Valle, as it’s known, is a common weekend getaway for Mexico City’s bourgeoisie. It’s a town nestled in the mountains along Lake Avandaro, and there are plenty of water sports and outdoor activities on offer (paragliding, for example, is a popular way to see the whole valley).It’s a great eating and drinking destination as well: Sam recommends eating at La Trattoria Toscana, a top-notch Italian joint, or one of the barge restaurants on the lake that sling superb seafood. As Sam started one of the most well-regarded hotels in Mexico City, you should trust him when he recommends staying at Hotel Rodavento in the center of town (and its great rooftop, he adds). And if you’re there between November and February, you should 100% visit the Monarch Butterfly Sanctuary, which is about 30 minutes out of town and serves as the over-wintering ground for Monarch Butterflies from all over North America. It’s quite the spectacle to behold, and a Unesco World Heritage site.

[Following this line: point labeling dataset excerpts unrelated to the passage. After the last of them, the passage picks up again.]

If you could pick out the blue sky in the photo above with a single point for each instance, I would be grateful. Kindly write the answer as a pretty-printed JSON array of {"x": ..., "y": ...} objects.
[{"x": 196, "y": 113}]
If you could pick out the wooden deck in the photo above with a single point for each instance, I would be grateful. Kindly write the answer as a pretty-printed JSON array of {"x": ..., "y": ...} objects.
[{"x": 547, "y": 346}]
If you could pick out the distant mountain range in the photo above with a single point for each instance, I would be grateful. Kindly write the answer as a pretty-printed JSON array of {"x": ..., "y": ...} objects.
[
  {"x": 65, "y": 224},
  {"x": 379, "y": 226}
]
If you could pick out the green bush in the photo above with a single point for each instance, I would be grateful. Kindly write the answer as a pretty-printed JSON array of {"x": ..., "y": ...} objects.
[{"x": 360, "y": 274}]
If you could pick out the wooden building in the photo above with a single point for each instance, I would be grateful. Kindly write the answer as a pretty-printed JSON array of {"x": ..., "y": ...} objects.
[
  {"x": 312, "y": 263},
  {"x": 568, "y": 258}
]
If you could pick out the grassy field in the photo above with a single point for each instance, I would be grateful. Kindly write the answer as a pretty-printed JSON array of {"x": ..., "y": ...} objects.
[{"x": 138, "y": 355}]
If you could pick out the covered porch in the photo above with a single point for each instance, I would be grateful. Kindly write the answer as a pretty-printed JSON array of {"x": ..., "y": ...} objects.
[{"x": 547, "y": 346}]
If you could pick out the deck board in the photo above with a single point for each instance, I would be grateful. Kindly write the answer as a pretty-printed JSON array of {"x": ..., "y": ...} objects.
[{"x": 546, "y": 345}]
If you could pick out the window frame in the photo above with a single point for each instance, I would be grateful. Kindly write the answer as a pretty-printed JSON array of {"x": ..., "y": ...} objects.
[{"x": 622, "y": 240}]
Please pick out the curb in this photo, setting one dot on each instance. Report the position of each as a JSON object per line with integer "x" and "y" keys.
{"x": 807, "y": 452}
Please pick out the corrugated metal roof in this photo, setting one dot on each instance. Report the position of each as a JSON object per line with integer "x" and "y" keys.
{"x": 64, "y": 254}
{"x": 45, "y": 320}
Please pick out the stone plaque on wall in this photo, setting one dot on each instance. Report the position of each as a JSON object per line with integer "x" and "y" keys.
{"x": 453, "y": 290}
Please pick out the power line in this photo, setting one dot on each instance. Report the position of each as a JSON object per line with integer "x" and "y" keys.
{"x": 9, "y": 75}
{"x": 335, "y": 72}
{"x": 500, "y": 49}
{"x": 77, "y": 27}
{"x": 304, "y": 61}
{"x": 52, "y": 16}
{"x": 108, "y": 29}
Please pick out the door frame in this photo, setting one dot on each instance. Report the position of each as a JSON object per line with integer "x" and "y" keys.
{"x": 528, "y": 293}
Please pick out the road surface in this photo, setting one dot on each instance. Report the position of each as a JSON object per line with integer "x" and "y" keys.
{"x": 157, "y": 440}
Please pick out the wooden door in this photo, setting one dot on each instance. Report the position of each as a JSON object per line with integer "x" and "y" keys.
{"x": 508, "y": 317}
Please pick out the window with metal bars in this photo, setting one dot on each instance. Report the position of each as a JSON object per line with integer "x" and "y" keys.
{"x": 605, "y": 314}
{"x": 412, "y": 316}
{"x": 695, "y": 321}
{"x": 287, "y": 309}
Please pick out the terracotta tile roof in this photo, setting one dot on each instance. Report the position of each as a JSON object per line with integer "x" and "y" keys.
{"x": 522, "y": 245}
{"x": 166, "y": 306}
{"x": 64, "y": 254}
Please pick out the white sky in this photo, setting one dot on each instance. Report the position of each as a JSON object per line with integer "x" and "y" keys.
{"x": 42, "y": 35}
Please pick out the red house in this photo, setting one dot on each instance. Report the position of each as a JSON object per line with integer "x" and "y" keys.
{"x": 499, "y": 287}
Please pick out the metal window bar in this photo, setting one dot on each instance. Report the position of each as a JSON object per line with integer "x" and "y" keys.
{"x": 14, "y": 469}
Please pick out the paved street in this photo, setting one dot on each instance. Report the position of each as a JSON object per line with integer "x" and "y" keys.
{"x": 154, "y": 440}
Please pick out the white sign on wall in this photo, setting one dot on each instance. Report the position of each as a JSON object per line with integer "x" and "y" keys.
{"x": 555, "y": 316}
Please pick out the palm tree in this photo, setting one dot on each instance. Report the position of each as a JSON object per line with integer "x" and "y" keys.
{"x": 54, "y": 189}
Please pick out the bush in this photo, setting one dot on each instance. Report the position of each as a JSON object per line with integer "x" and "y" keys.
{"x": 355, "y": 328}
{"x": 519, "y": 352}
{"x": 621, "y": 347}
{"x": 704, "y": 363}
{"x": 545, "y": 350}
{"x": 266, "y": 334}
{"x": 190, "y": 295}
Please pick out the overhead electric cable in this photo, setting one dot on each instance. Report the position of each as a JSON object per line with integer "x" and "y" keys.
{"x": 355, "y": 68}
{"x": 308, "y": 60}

Cuetzalan is a rather small and old town in the hills of Puebla. It has a government designation as a “Pueblo Mágico,” one of many throughout Mexico. Paulina suggests visiting the beautiful Church of San Francisco, the open-air markets they set up on Sundays in the town square, and the Pre-Columbian Archaelogical site of Yohualichan. Also, drink some yolixpa, a local herbal drink.
Bernal itself is a small town in the shadow of one of the largest monoliths in the world, Peña de Bernal. According to Lorenzo, the beauty of staying in Bernal is not necessarily in the town itself, but the access to a wide variety of nearby ecosystems you have at your disposal. Queretaro is probably Mexico’s second most well-known wine region (after Baja) so you’ll be footsteps from countless vineyards. The beautiful Sierra Gorda National Park is also nearby for outdoor adventuring. Lorenzo recommends renting a car and exploring the area over the course of three or four days.
La Antigua is a municipality in the gulf state of Veracruz. It’s name roughly translates to “The Old Place,” which makes sense since it’s considered the home of the first Spanish colonial town in Mexico. There, you can visit Hernan Cortes’s house as well as the oldest church in the Americas. For history buffs, Augosto also recommends visiting the archaeological zone of Zempoala, an important Mesoamerican site. You can stay either in the nearby town of Jose Cardel, or, as Augosto suggests, Playa de Chachalacas, which features a long beach of packed sand and calm waters. Perfect for a beach location with some serious history folded in.
The culture in Juchitan is incredibly unique. It’s home to the indigenous Zapotecas, and their language, Zapotec, is spoken much more frequently than other native languages throughout Mexico. The gastronomy there is also very unique: while it’s technically illegal, you can dine on exotic game like armadillos and iguanas. Finally, their approach to sexuality and gender is incredibly unique: there is a booming third-gender population known as muxes who are celebrated by young and old alike. Weekend festivals known as Velas are common, including a major one in November that serves to honor the muxes.
Meaning “Copper Canyon,” this area in Northwest Mexico is actually made up of six separate canyons featuring copper-colored walls. It’s a prime adventure destination with canyoning, biking, horseback riding and rafting. Cuco says the ChePe, a train that runs through the canyons, is also a must for the beautiful views. Stay at the five-star Hotel Mirador for easy train access and prime canyon views.